Вот только лицо Каллиста помнит не так детально, лишь в общих чертах, поэтому сейчас в пространстве парил безликий загонщик на метле, удерживающий биту. Ну и что же делать с лицом?.. Уоррингтон, сдвинув брови, переводила взгляд со своей иллюстрации на реальный её аналог, размышляя, как бы поступить дальше. Очень уж хотелось изобразить именно того парня, образ которого становился в памяти всё больше расплывчатым.

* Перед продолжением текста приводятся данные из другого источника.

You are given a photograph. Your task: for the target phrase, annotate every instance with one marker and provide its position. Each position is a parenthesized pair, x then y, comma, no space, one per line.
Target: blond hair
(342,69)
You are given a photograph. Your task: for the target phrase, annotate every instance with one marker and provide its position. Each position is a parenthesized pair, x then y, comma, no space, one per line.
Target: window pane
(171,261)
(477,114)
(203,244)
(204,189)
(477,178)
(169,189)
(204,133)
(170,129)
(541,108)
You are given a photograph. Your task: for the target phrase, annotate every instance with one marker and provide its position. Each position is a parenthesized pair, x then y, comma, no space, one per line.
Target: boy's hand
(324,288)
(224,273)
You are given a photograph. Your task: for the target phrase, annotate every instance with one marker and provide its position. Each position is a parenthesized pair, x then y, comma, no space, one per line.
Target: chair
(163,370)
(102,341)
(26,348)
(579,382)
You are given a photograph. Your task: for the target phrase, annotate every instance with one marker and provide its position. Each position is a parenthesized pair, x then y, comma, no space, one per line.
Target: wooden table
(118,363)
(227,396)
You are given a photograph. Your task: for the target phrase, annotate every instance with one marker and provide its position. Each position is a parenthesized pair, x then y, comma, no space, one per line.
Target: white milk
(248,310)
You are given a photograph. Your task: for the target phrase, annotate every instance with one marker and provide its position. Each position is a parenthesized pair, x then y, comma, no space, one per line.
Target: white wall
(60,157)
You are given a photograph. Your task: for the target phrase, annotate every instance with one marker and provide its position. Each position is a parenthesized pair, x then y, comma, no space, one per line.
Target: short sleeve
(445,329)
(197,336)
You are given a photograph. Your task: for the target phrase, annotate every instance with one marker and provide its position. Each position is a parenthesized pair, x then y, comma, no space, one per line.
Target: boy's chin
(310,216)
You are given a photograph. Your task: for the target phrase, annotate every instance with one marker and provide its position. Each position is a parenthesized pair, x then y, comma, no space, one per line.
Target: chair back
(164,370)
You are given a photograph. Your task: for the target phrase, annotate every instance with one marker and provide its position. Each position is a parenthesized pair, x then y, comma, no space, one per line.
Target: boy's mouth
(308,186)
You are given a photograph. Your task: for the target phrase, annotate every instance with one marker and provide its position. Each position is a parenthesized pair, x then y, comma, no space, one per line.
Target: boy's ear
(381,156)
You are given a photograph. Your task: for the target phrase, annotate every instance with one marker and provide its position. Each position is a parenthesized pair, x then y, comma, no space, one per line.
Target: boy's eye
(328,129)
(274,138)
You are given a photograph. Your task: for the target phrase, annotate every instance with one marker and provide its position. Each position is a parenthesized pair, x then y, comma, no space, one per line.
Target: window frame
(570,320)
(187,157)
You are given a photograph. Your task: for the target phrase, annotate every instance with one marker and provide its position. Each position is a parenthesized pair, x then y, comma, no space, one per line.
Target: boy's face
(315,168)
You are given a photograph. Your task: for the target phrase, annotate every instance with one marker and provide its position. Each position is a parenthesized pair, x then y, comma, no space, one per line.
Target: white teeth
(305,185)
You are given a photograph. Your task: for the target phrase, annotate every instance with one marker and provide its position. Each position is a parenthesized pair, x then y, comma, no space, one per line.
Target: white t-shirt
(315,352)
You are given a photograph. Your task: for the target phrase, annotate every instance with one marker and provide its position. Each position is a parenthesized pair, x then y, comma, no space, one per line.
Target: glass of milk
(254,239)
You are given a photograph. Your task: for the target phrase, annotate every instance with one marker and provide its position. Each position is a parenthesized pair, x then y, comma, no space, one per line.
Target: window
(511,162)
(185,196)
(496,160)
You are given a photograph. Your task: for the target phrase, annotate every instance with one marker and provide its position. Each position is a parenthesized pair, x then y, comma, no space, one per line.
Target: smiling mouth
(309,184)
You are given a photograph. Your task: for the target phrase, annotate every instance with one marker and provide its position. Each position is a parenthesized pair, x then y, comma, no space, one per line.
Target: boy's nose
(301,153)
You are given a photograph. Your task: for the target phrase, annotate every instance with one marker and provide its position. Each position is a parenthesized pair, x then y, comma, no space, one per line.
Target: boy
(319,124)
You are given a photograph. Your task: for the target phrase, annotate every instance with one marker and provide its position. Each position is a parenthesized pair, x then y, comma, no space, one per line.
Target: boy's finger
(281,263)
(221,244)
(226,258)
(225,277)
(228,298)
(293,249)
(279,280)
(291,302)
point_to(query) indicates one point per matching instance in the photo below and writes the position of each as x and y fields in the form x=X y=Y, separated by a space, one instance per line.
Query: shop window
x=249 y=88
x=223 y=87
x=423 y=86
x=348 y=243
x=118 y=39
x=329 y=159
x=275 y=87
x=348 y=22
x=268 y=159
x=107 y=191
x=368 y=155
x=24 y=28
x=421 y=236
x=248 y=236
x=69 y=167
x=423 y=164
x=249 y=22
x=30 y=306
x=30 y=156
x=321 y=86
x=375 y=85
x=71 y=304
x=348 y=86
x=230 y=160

Поделиться32019-01-10 00:34:34
Он натягивал перчатки без пальцев, которые ложились второй кожей. Той, которая подлежит, как сартирый юмор, линьке. Форма - кожа, из матча в матч пропитывающаяся кровью, потом, адреналином и пылью. Заползая в неё вновь, ощущаешь себя сгустком войны, стяг которой поднимает к небу свои обкусанные пальцы, кровоточа чувством соперничества. Порой матчи - битвы - проходят мирно, а иногда завариваются в липкий сироп моральных потрохов. И самое жуткое, что эта война будет продолжаться из поколения в поколение. Снитч, как дорогая шлюха, будет ускользать, но отдастся в руки избранного чемпиона на час. Окунёт его в экстаз минутного триумфа и выплюнет в реальность, пережевав кости. Кольца будут защищать другие. А за биту схватятся чужие пальцы. Щиты и мечи. И рёв трибун заглушит хруст сломанных костей. Выходя на поле, Шейми никогда не думал об исходе. Он думал лишь о том, сколько веселья смогут принести ему эти цветные пиньяты красных, жёлтых и синих оттенков. Скукота в том, что он всегда знает какие конфетти повалят из их треснутых тел. Красные ленты, красные бумажки. Внутри все красные. Что это струится из них? Строки биографии, личные дневники, вопли? Или просто граффити на стене. Девочки любят Шейми. Но Шейми не любит их - или недостаточно любит. Они все прекрасны, как разбитые костяшки о лицо какого-нибудь кретина, и могут подарить ему свои влажные поцелуи чувств. Но все же не достаточно, чтобы он спас их от опустошения, чтобы им не пришлось царапать, будто гвоздем о бетон, свои красные-красные буквы боли. Боль - язык, на котором Паркинсон привык выражаться. Он прост и примитивен, но весьма красноречив. И не мертв, как латынь.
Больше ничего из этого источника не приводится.